Allo stesso modo, il superamento del sistema regionale e il centralismo operativo sarebbero un errore clamoroso. Andrebbero piuttosto accorpate diverse Regioni anche se questo scatenerebbe delle irriducibili opposizioni territoriali.

I Presidenti e i Consigli regionali eletti democraticamente rappresentano un valore. I presidenti però (che storpiatura chiamarli governatori) non possono comportarsi come dei capi di piccoli staterelli intenti a guadagnare popolarità e a rivendicare nuovi spazi in conflitto con lo Stato. I recenti comportamenti dei presidenti della Calabria, Jole Santelli, e della Sardegna, Christian Solinas, non vanno assolutamente permessi.

Detto questo, chi si lamenta della bassa qualità degli amministratori regionali si ricrederebbe subito se facesse il confronto con molti parlamentari e ministri in carica, il più delle volte scelti dai partiti senza legittimazione democratica.

La centralità delle Regioni nella Sanità non deve far dimenticare le altre importanti funzioni che esse svolgono. Vero che gran parte del bilancio è assorbito dalla sanità ma rilevanti e decisive sono le competenze in materia di territorio, lavori pubblici, urbanistica, welfare, lavoro, trasporti (vedi FNM) formazione professionale, agricoltura.

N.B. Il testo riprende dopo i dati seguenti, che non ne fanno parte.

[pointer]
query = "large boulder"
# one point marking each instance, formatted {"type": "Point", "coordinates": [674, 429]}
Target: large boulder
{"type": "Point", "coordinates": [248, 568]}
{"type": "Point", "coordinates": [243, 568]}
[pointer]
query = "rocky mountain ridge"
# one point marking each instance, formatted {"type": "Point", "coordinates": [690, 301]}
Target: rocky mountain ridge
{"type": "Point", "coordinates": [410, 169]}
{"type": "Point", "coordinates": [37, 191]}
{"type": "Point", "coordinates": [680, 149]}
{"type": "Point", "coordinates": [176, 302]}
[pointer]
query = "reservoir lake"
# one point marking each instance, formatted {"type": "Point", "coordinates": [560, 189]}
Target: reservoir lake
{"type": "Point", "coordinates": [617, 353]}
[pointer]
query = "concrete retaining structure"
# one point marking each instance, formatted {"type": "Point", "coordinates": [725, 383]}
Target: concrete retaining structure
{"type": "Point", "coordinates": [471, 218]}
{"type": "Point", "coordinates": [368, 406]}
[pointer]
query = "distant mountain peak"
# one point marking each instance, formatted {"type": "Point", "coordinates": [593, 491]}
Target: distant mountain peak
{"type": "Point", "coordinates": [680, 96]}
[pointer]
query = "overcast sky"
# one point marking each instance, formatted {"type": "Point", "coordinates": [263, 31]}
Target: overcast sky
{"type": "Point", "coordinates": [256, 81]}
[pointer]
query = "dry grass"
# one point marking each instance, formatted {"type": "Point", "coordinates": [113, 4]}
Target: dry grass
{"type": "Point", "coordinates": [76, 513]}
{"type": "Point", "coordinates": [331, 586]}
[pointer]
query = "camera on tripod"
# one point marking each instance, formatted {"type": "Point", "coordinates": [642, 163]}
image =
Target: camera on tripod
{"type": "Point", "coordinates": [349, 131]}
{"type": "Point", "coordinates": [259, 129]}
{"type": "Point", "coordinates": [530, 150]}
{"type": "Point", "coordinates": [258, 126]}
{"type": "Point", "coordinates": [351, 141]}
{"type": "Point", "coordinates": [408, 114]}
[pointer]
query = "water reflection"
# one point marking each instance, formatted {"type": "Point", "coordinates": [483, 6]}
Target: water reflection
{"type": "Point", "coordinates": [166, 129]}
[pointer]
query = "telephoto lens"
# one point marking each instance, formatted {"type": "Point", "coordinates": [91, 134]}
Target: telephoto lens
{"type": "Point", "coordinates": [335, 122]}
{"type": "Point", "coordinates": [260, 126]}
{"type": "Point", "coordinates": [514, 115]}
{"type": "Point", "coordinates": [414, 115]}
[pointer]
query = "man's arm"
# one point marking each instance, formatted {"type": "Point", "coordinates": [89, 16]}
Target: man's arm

Il finanziamento di molte opere pubbliche non entra nel bilancio regionale in quanto non può che provenire dallo Stato che ha il potere fiscale, ma le priorità e i progetti sono spesso programmati dalla Regione. Un chiaro esempio è dato dall’urbanistica che non ha costi economici ma è decisiva per la qualità della vita. L’economia green se non sarà spinta dalle Regioni non decollerà.

Una riforma del Titolo Quinto è dunque necessaria ma va fatta con l’intenzione di riordinare meglio le funzioni delle Regioni e non di marginalizzarle. Ne andrebbe della qualità democratica dell’Italia.